The condensed, intensive course culminated at a festival and you guessed it, Gina loved performing.


Dating Site

 

After this positive start, Gina inadvertently lost direction with her music. She returned to Auckland and continued with her writing and singing and playing, trying on a couple of occasions to get a band together but without much success. During this time she became a Christian, something which she says is very important to her and may have been part of the reason she was drawn to bluegrass singing, that particular genre of music sometimes described as a kind of minstrel song, spiritualised.

 

It was through her meeting on an Internet dating site with now husband Chad, an American, which led her to reigniting her muse once more. With a typically lightning speed decision, Gina and Chad decided to marry two weeks into her month long stay with him in Rockford, Illinois. The ceremony was held in a small town called Oregon in the same state, witnessed by his bosses.
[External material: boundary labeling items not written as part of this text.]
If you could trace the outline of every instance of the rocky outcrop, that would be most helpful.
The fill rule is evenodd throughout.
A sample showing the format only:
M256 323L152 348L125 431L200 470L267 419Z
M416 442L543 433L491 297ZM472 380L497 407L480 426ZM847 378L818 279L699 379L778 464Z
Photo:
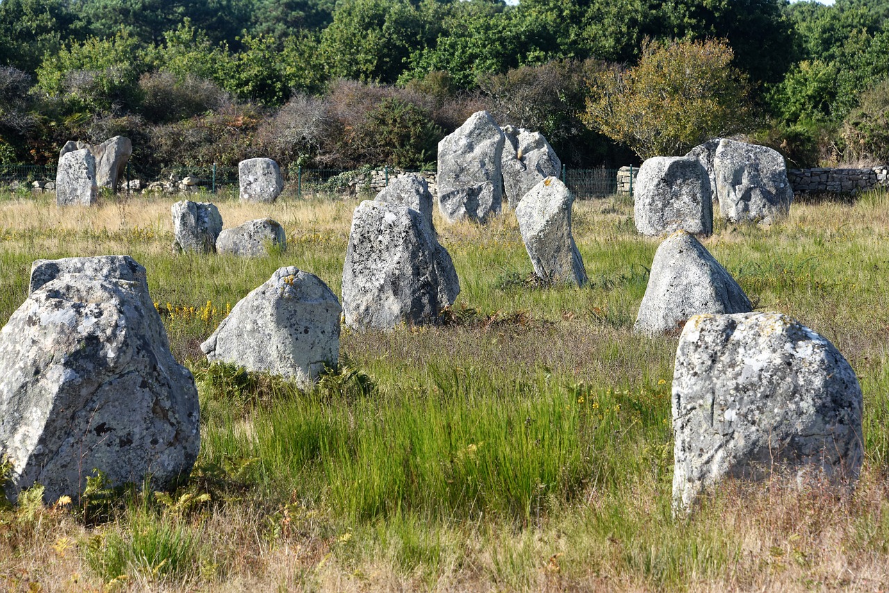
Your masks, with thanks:
M201 349L211 362L290 377L307 388L337 365L341 312L316 276L281 268L235 305Z

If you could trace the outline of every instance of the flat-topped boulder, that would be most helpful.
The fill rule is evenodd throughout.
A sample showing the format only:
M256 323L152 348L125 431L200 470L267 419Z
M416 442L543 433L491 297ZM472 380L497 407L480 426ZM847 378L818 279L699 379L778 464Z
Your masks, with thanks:
M639 168L635 187L636 228L662 236L677 230L713 232L713 204L707 170L691 156L653 156Z
M583 285L587 270L571 233L574 196L556 177L548 177L526 193L516 207L522 241L534 274L553 283Z
M677 231L652 261L633 331L657 335L678 331L701 313L747 313L753 306L722 264L692 235Z
M201 344L207 360L293 379L307 388L340 357L340 315L318 276L289 266L239 301Z
M719 210L729 222L770 225L790 211L793 188L777 150L724 138L713 169Z
M673 373L673 505L725 478L857 479L861 389L834 346L780 313L701 315Z
M503 202L503 132L477 111L438 142L438 209L449 222L484 222Z

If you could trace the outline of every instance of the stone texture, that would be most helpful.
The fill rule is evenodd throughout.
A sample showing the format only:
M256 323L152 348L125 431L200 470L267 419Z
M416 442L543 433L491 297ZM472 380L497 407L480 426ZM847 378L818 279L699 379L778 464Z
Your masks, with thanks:
M337 365L341 313L318 276L281 268L235 305L201 349L211 362L291 377L306 388Z
M86 266L89 268L89 266ZM112 485L164 488L200 444L197 391L170 353L144 283L62 274L0 331L0 456L6 493L39 483L76 499L101 470Z
M96 159L86 148L66 152L56 171L56 204L89 206L96 202Z
M426 180L416 173L398 177L389 181L375 199L377 202L406 206L420 213L427 225L425 232L431 237L432 265L438 278L439 302L451 304L456 301L460 294L460 280L451 254L438 243L438 236L432 224L432 194Z
M274 202L284 189L277 163L270 158L248 158L237 164L241 199L246 202Z
M503 132L477 111L438 142L438 209L449 222L484 222L503 202Z
M730 222L769 225L789 212L793 190L776 150L723 139L713 167L719 210Z
M80 274L93 280L116 278L139 283L148 292L148 279L145 268L129 255L100 255L98 257L73 257L60 260L36 260L31 264L31 279L28 293L30 294L51 280L66 274Z
M701 315L673 374L673 504L726 477L848 484L862 459L861 389L830 342L780 313Z
M522 197L547 177L558 177L562 161L539 132L503 126L503 189L515 208Z
M219 208L209 202L182 200L170 208L174 245L184 252L210 253L216 251L216 239L222 232Z
M587 282L581 252L571 233L574 196L555 177L548 177L527 192L516 207L516 218L534 274L549 282Z
M633 331L666 333L677 331L694 315L752 309L732 275L696 238L680 230L664 239L654 253Z
M422 215L365 200L355 209L342 272L342 308L353 329L389 330L436 323L459 285L442 286L437 241Z
M639 168L635 187L636 228L661 236L676 230L713 232L713 204L707 171L691 156L654 156Z
M262 257L269 249L287 248L284 227L271 219L248 220L234 228L225 228L216 239L216 252L246 257Z

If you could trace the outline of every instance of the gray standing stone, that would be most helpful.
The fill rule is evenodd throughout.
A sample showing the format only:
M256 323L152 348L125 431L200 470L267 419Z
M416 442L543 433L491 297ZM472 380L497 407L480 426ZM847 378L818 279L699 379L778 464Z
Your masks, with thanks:
M534 274L549 282L583 285L587 270L571 233L573 203L568 188L548 177L525 195L516 207L516 218Z
M216 252L246 257L262 257L269 249L287 249L284 227L271 219L248 220L234 228L226 228L216 239Z
M449 222L484 222L503 202L503 132L477 111L438 142L438 209Z
M503 188L515 208L522 197L547 177L558 177L562 161L539 132L503 126Z
M56 204L60 206L89 206L96 202L96 159L86 148L67 152L56 171Z
M861 389L823 337L780 313L701 315L673 373L673 505L725 477L848 484L861 466Z
M778 151L723 139L713 168L719 209L730 222L769 225L789 212L793 189Z
M456 301L460 294L460 279L451 254L438 243L438 236L432 224L432 194L426 180L416 173L403 175L390 181L375 199L377 202L407 206L420 212L427 225L426 233L431 237L432 265L438 278L439 302L451 304Z
M353 329L435 323L449 294L436 267L436 241L422 215L365 200L355 209L342 271L342 308Z
M185 252L210 253L222 232L219 208L209 202L182 200L170 208L175 245Z
M63 274L0 331L0 457L6 493L35 484L75 499L98 469L112 485L165 488L200 444L197 391L143 283Z
M211 362L291 377L306 388L336 366L341 313L318 276L281 268L235 305L201 349Z
M274 202L284 189L277 163L270 158L248 158L237 165L241 199L245 202Z
M676 230L713 232L713 204L707 171L691 156L654 156L636 180L636 228L661 236Z
M753 309L738 283L692 235L664 239L652 261L645 295L633 331L675 332L701 313L747 313Z

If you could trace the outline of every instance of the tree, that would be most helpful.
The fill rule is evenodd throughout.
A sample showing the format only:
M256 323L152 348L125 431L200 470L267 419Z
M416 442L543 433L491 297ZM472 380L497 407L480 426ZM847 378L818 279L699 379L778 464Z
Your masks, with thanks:
M725 40L645 42L638 65L589 80L585 121L641 158L685 154L749 121L747 76Z

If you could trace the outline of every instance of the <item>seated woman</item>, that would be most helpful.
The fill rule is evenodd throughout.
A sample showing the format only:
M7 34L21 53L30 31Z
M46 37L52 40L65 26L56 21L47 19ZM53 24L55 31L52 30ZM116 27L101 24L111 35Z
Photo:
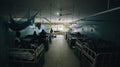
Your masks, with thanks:
M16 37L15 37L15 47L20 47L21 40L20 40L20 32L16 32Z

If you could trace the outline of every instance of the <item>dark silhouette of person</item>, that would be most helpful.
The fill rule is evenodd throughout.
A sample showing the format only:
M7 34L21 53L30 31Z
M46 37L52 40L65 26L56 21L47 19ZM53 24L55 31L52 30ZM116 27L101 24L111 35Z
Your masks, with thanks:
M53 33L53 29L51 28L50 33Z
M32 37L32 43L37 43L37 40L38 40L38 35L37 35L36 31L34 31L33 37Z
M45 51L48 51L48 44L46 40L46 32L42 29L42 32L39 33L39 44L44 44Z
M46 40L46 32L44 29L42 29L42 32L39 33L39 41L41 43L44 43Z
M16 37L15 37L15 47L20 47L21 44L21 39L20 39L20 32L16 32Z

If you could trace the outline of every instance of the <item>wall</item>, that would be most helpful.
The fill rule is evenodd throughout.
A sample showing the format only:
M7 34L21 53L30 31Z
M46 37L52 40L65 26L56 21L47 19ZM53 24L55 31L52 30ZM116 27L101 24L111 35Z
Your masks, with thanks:
M4 18L0 18L0 67L8 67L9 65L8 53L12 36L6 23Z
M97 24L96 24L97 23ZM82 25L82 23L79 25ZM92 31L91 31L92 29ZM82 34L93 38L102 38L104 40L110 40L117 44L120 43L120 23L117 22L95 22L83 24L78 28L78 31Z

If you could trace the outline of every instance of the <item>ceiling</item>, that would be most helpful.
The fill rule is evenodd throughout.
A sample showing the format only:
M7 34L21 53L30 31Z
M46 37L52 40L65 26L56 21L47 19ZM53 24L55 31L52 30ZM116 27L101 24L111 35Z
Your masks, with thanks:
M28 9L33 15L40 10L37 18L44 17L51 22L73 22L80 18L120 6L119 0L1 0L0 16L21 18ZM59 13L59 14L57 14Z

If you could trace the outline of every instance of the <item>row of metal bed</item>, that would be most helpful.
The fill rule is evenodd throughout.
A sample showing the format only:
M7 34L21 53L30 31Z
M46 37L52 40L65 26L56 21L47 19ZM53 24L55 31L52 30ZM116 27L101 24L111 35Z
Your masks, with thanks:
M79 33L66 33L65 38L80 59L81 67L120 66L120 49L115 43Z
M45 43L39 43L38 40L31 43L31 38L25 37L22 47L11 47L9 52L10 67L19 67L19 64L34 64L42 66L45 62L45 51L49 49L51 42L50 34L47 34ZM27 41L26 41L27 40ZM25 47L27 45L27 47ZM45 46L47 45L47 47ZM22 67L22 66L20 66ZM23 66L24 67L24 66ZM34 67L34 66L33 66Z

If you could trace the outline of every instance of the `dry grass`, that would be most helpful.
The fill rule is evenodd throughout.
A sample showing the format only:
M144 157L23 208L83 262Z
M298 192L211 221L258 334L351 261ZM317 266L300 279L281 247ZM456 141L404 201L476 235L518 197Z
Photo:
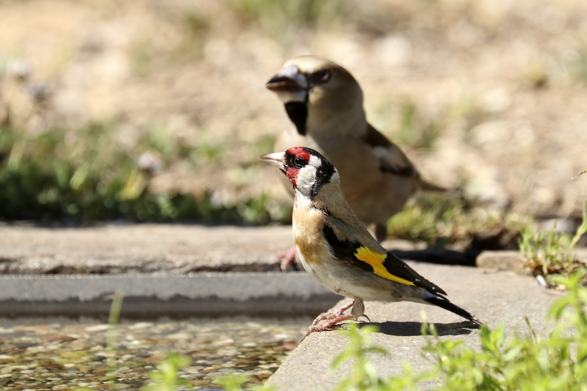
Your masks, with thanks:
M255 162L291 126L264 83L312 53L352 72L371 122L427 178L501 215L580 216L587 181L569 178L585 164L587 3L284 4L5 0L0 59L30 73L5 74L1 102L33 135L65 128L68 142L99 123L135 158L150 132L193 152L164 162L153 191L285 200ZM32 111L23 87L40 83L50 99Z

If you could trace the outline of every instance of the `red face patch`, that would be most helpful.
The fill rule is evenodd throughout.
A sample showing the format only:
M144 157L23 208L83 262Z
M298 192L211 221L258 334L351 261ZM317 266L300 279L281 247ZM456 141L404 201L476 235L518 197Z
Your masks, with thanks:
M285 175L292 182L294 187L297 186L298 174L301 166L295 164L295 160L298 158L302 158L304 159L306 164L310 161L310 154L306 152L305 148L303 147L294 147L285 151L287 157L288 169L285 172Z

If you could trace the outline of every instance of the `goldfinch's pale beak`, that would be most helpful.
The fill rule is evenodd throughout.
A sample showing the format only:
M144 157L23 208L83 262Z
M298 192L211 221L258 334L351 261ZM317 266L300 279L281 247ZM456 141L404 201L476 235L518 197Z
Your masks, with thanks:
M266 163L274 165L282 171L285 171L287 169L287 166L285 164L285 154L282 152L276 152L259 156L259 160L262 160Z
M290 65L280 69L269 79L265 87L286 103L305 101L309 85L306 76L295 65Z

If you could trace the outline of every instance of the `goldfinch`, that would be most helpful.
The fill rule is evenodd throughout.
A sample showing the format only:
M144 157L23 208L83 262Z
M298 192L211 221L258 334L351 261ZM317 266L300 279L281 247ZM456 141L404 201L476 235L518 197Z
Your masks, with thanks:
M321 154L296 147L259 159L276 166L293 185L294 242L304 268L326 288L353 299L316 318L303 338L362 316L364 300L433 304L481 324L369 234L343 194L338 170Z
M266 86L295 125L278 137L275 149L305 145L325 156L338 168L342 192L357 216L375 223L378 242L387 235L389 218L416 191L444 191L424 181L399 147L367 122L361 87L338 64L296 57Z

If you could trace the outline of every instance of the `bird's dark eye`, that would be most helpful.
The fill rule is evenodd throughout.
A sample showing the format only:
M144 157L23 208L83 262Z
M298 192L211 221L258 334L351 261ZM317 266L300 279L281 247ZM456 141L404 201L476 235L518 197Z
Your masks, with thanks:
M332 72L329 69L321 69L312 74L311 83L313 84L321 84L326 83L332 77Z
M303 167L306 165L306 159L303 158L296 158L294 160L294 164L298 167Z

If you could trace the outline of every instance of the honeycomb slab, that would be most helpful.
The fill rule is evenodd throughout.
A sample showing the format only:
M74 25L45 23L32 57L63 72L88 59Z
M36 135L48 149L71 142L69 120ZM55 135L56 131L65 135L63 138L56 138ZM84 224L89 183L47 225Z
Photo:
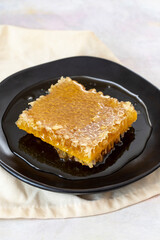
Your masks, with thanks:
M59 156L93 167L137 119L130 102L119 102L66 77L30 103L18 128L55 147ZM54 159L53 159L54 161Z

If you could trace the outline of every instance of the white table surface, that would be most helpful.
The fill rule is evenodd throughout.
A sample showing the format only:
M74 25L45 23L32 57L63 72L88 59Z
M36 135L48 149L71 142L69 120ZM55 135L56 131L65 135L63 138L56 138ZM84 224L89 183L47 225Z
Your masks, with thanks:
M159 84L159 0L0 0L0 24L91 30L125 66ZM107 237L109 240L160 240L160 196L94 217L0 220L1 240Z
Chad’s work as a graphic designer meant Gina was again in the company of a creative medium, and indeed Chad is currently working on the artwork for a new album for Janelle Monae, a new artist recently signed by P.Diddy’s Bad Boy label in the U.S.

 

The couple moved to the town of Rochelle, Illinois, population 9,000. It was during the three years they spent there before their return to the Bay of Plenty, that Gina threw herself into country music and bluegrass music. Through her church she joined regular ‘open mike nights’ and around the general area they lived in, Gina would attend musical gatherings and festivals. One of the major differences she notices with the Te Puke Country Music Club, is that in Illinois, you had to be able to play your own guitar, even if you became part of a group. Here, you can roll up with sheet music and have a backing band to support you. Another difference would be the culture within which country and bluegrass music is immersed in the United States.


Dyed with Implications

“Bluegrass is like the bones of country music,” Gina explains. “Dolly Parton started with bluegrass, Loretta Lynn was involved before and during her huge country music career. Alison Krauss is big news now in the U.S. and has recently released an album with Robert Plant.”

 

With the soulful song, Swing Low Sweet Chariot, epitomising bluegrass, it is true that the songs and rhythms of this genre are deeply dyed with social and moral implication and the influence of Afro-American harmony. This in itself conjures up images of smoky fireside gatherings, folklore and family.

 

In addition to her goal to win the awards, Gina would also like to complete her first solo album. This will need to be juggled with sharing the care of their three year old daughter, Kennedi, with Chad who has at least another year to go to complete his Masters in Illustration, and the running of her newly opened retail fashion store, Celebrity Jane’s on Tauranga’s Elizabeth Street. Somehow, I can see this vivacious songster doing just that.